Upon public release of the HDS v1 data in June 2025, GNPC published several papers in Nature Medicine detailing the creation of the v1 dataset and the key findings from the one-year embargo period. Preliminary analysis yielded an extensive map of disease-specific differential abundance of plasma proteins across the pan-neurodegenerative disease dataset, as well as transdiagnostic proteomic signatures of clinical risk that can inform predictive models of disease. Researchers also identified a clear APOEε4 plasma proteomic signature robust to disease type and/or clinical status, and enhanced proteomic aging ‘clock’ measurements across disparate organ systems that are differentially affected by disease type. 

GNPC is now working on regular updates to the HDS to keep augmenting its utility for neurodegenerative research. GNPC’s v1 HDS is now available to researchers through AD Workbench and approximately 600 users have applied to access it in their own private workspaces during the first 9 months of its release.

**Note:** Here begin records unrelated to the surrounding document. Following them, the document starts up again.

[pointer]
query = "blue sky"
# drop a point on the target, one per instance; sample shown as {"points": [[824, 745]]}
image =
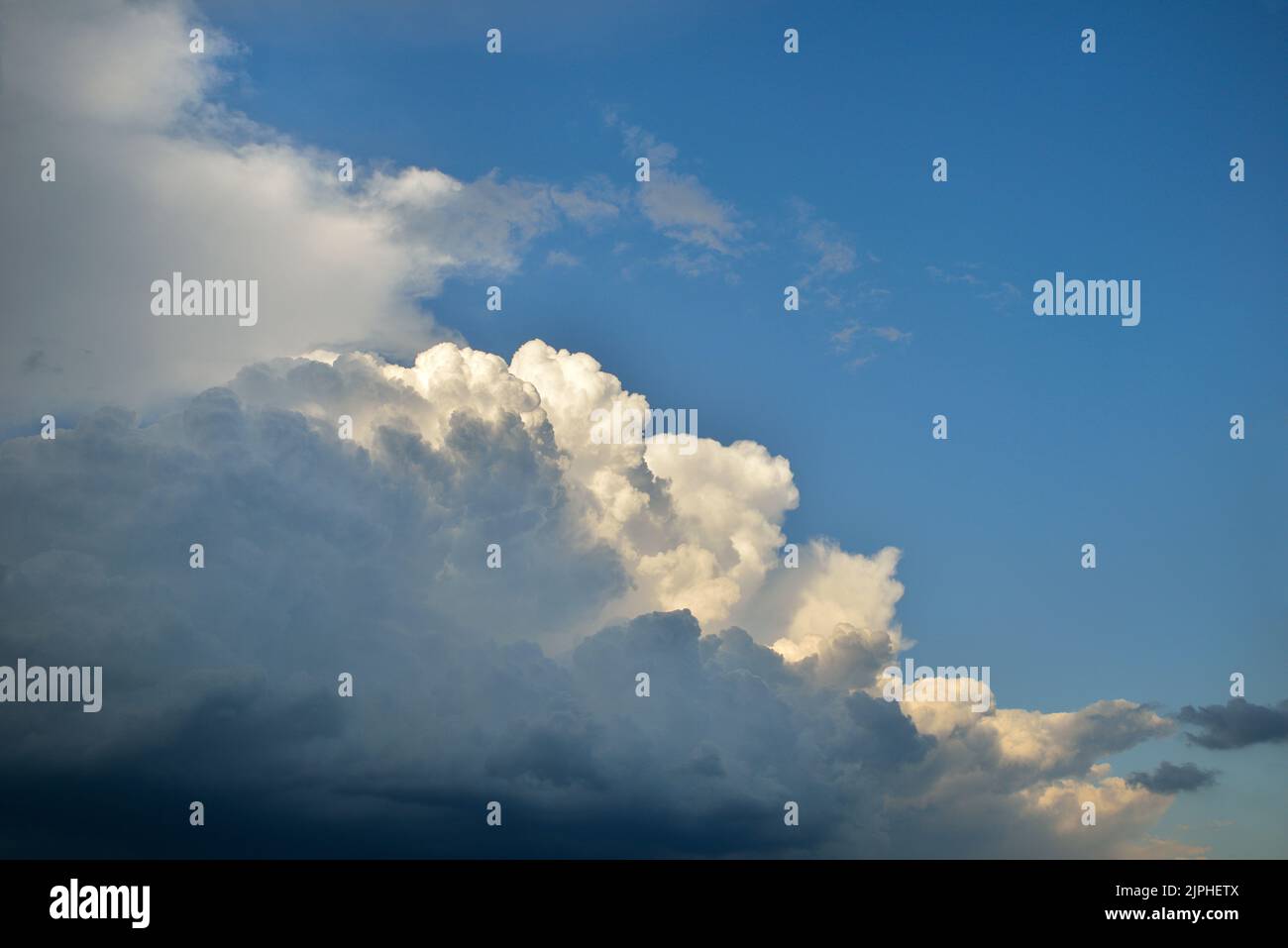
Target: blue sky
{"points": [[1063, 430], [915, 296]]}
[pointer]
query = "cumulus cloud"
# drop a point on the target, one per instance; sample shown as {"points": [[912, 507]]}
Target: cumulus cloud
{"points": [[155, 178], [369, 554], [1173, 779], [1237, 723], [475, 685]]}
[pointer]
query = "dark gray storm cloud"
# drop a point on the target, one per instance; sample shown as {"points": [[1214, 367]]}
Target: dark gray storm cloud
{"points": [[1235, 724], [1173, 779], [325, 556]]}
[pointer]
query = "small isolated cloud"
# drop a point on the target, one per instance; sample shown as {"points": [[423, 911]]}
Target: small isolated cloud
{"points": [[561, 258], [706, 231], [1237, 723], [844, 339], [999, 294], [1173, 779]]}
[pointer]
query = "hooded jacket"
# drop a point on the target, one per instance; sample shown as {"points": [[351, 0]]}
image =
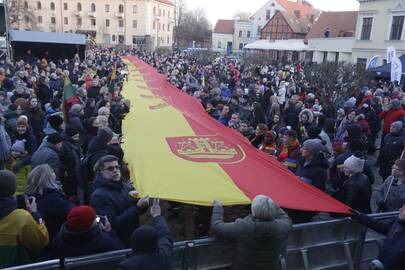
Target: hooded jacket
{"points": [[259, 244], [21, 238], [74, 244], [111, 199]]}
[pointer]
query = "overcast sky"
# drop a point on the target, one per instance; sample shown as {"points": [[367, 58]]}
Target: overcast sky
{"points": [[224, 9]]}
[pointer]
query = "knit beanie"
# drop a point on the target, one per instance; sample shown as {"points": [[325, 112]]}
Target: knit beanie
{"points": [[145, 238], [80, 218], [354, 164], [316, 146], [395, 104], [105, 135], [18, 146], [71, 131], [54, 138], [397, 125], [8, 183], [22, 121], [55, 121], [263, 208]]}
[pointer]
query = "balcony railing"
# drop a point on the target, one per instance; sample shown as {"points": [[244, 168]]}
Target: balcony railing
{"points": [[120, 15], [92, 14]]}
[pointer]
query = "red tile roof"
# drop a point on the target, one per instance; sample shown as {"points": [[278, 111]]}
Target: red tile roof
{"points": [[167, 2], [224, 27], [341, 23], [304, 7]]}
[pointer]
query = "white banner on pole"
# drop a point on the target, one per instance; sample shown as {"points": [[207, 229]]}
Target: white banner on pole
{"points": [[391, 53], [396, 70], [373, 62]]}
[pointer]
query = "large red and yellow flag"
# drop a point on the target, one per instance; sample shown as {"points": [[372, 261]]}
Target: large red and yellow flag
{"points": [[177, 152]]}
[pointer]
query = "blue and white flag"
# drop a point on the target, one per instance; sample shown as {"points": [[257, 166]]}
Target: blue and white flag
{"points": [[373, 62]]}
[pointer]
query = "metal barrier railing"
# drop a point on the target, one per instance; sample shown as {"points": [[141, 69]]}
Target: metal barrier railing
{"points": [[334, 244]]}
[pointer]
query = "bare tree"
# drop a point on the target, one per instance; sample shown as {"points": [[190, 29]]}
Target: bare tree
{"points": [[242, 15], [21, 15]]}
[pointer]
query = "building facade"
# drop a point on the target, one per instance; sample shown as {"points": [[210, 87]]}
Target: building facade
{"points": [[125, 22], [380, 24], [331, 38]]}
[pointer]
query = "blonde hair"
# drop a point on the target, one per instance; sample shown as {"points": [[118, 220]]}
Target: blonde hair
{"points": [[40, 178]]}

Building on the v1 foundation, the GNPC vMultiplatform (vMP) expansion – due to be released to consortium members in Summer 2026 and publicly in Summer 2027 – will significantly broaden the scope of the dataset and strengthen the infrastructure supporting it. 

Some of the key priorities for this vMP 2026 expansion include: 

  • multiple proteomic platforms [SomaScan 7k/11k, Olink HT, and Alamar Biosciences (NULISA CNS & Inflammation)], dramatically increasing proteomic depth to ~17,000 independent protein measurements per biosample, and enabling cross-platform comparison studies; 
  • greater geographic diversity by adding studies based in Africa, Latin American, East Asia, and South Asia;
  • interventional cohorts that supplement observational data with studies including behavioral and lifestyle modification and pharmacological interventions such as antibody therapies; and 
  • new data informatics capabilities, with automated data analysis pipelines via the Global Research & Imaging Platform (GRIP), digital twin modeling, and novel AI/ML model development within the AD Workbench environment.